The film’s strength is its unswerving viewpoint and the challenge it throws down to the church to confront issues it is not willing to face. The film’s weakness is in its overwrought melodramatics and how each character is labeled with a certain view and advocates that belief in a less than dramatic way. Overcoming the sometimes trying dialogue is the superb understated performance of Tom Wilkinson as Father Matthew Thomas (he’s the voice of reason, expressing the director’s slant) and Robert Carlyle (the voice of sensual love) as Graham, convincingly playing the gay lover of Father Greg Pilkington (Roache). The later is the focus of the film, and he’s a stand-in for the certainty of the church and what happens when the church comes under attack for its dogmas and is rocked with inner conflict.

Father Greg newly arrives at the working-class Liverpool parish. He’s uptight and rigid in his philosophy, humorless in his Catholic beliefs, dutiful in his religious practice but unable to see beyond the letter of the law, and certain that the church has all the answers. When confronted with his older colleague, Father Matthew’s sexual relationship with the rectory’s black housekeeper (Cathy Tyson), Father Gregory hereby acquires a new father figure who doesn’t judge others and preaches about social causes and rationally defines the church’s doctrine by breaking down what is right and wrong. That part of the film was an uninspiring long discourse that seemed needlessly tedious, and was preaching to the choir. But it showed a double-standard in the church for breaking the vows of celibacy: that a heterosexual priest can if he is discrete, get away with having a consenting woman mistress. A homosexual, as it is later shown, cannot.

Emotionally spilling over with inner turmoil and loneliness, Father Gregory literally comes out of the closet and dons civilian clothes to go to a gay nightspot. Here he meets Graham and in anonymity spends the night making love with him, but leaves rather than tell him that he’s a priest as he wrestles with his love feelings. But at a later date Graham sees him as a priest and becomes a worshiper in his church hoping to keep the relationship going. At about this time Father Gregory hears in a confession from a teenage girl Lisa (Tremarco), that her father (Pugh) is sexually molesting her. Since the girl doesn’t want him to tell anyone else, the priest is trapped by his religion’s vow of silence and can’t get the girl the help she needs. When he faces the incestuous father outside the confessional booth, the father becomes a self-righteous advocate for incest and refuses to stop abusing his daughter. The film’s plotline centers on both dilemmas converging on the guilt-ridden priest. Father Gregory’s certainty in his religious beliefs are shattered with about 40 minutes left to go in the film, as he becomes the judge who is now judged by his worshipers and superiors (the bishop tells him: “piss- off out of my diocese”) when it’s discovered he’s gay and is helped only by the Christian spirit of Father Matthew. Alas, Father Gregory finds redemption through his gay experience and by sharing the suffering others feel, as he becomes more human. He also learns to love and accept others even though they don’t measure up to the certainty the church avows.

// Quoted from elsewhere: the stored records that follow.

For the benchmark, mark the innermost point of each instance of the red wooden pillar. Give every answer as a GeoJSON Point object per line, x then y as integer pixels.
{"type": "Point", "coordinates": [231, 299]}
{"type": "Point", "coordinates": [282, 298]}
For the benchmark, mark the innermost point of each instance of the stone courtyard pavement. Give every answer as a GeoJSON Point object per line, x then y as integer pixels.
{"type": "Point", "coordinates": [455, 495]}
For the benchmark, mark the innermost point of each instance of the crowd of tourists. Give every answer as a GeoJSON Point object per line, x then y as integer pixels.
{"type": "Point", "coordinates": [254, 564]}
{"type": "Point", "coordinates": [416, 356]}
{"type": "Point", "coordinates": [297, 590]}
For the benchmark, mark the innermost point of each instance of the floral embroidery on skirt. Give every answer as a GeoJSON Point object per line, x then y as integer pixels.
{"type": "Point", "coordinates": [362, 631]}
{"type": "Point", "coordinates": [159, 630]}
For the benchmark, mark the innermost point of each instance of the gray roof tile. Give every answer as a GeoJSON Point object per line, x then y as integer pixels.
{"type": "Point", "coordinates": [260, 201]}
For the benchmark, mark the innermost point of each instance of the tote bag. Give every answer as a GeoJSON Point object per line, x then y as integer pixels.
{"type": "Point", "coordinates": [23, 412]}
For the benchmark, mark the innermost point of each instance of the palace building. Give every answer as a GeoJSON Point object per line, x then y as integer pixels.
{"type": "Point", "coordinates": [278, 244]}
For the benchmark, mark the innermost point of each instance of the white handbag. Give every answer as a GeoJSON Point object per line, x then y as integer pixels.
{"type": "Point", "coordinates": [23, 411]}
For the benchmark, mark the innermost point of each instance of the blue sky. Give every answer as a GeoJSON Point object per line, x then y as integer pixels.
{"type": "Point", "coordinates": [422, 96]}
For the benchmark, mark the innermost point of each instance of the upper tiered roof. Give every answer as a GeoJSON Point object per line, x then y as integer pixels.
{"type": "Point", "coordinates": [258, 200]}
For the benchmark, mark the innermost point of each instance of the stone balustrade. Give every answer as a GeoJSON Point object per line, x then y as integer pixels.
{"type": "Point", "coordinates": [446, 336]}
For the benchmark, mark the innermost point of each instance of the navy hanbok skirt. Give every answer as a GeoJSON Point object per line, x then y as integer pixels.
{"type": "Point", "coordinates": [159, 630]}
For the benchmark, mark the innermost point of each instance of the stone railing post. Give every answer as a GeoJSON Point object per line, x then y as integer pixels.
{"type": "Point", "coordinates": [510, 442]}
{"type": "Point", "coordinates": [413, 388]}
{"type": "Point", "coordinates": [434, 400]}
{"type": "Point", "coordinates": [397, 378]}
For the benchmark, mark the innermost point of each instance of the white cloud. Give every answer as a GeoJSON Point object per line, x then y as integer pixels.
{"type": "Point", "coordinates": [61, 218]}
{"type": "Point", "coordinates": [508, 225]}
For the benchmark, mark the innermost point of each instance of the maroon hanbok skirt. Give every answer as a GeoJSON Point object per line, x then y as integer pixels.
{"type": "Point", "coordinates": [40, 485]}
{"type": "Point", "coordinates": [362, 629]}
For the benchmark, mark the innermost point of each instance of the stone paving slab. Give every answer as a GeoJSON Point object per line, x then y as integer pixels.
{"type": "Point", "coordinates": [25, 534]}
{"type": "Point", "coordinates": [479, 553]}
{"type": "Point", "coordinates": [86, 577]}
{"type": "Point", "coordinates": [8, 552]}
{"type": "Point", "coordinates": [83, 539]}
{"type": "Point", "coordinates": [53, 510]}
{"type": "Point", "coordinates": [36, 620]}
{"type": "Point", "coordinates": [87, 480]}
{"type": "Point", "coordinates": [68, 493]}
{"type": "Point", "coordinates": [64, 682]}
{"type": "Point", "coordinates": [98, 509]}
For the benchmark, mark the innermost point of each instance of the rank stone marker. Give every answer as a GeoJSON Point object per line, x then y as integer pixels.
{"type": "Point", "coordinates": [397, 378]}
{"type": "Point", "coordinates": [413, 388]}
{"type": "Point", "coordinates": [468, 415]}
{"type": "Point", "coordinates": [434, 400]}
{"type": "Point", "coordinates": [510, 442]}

The film’s heart and message was in the right place and that it got under the skin of the Catholic League, enough to have the film banned, meant it did a lot of things right. But I was not won over by the film’s melodramatics or its overall intellectual shallowness except to recommend it as an in-your-face confrontational film that rails in an emotional way, to my heart’s delight, against the rigidity of the church.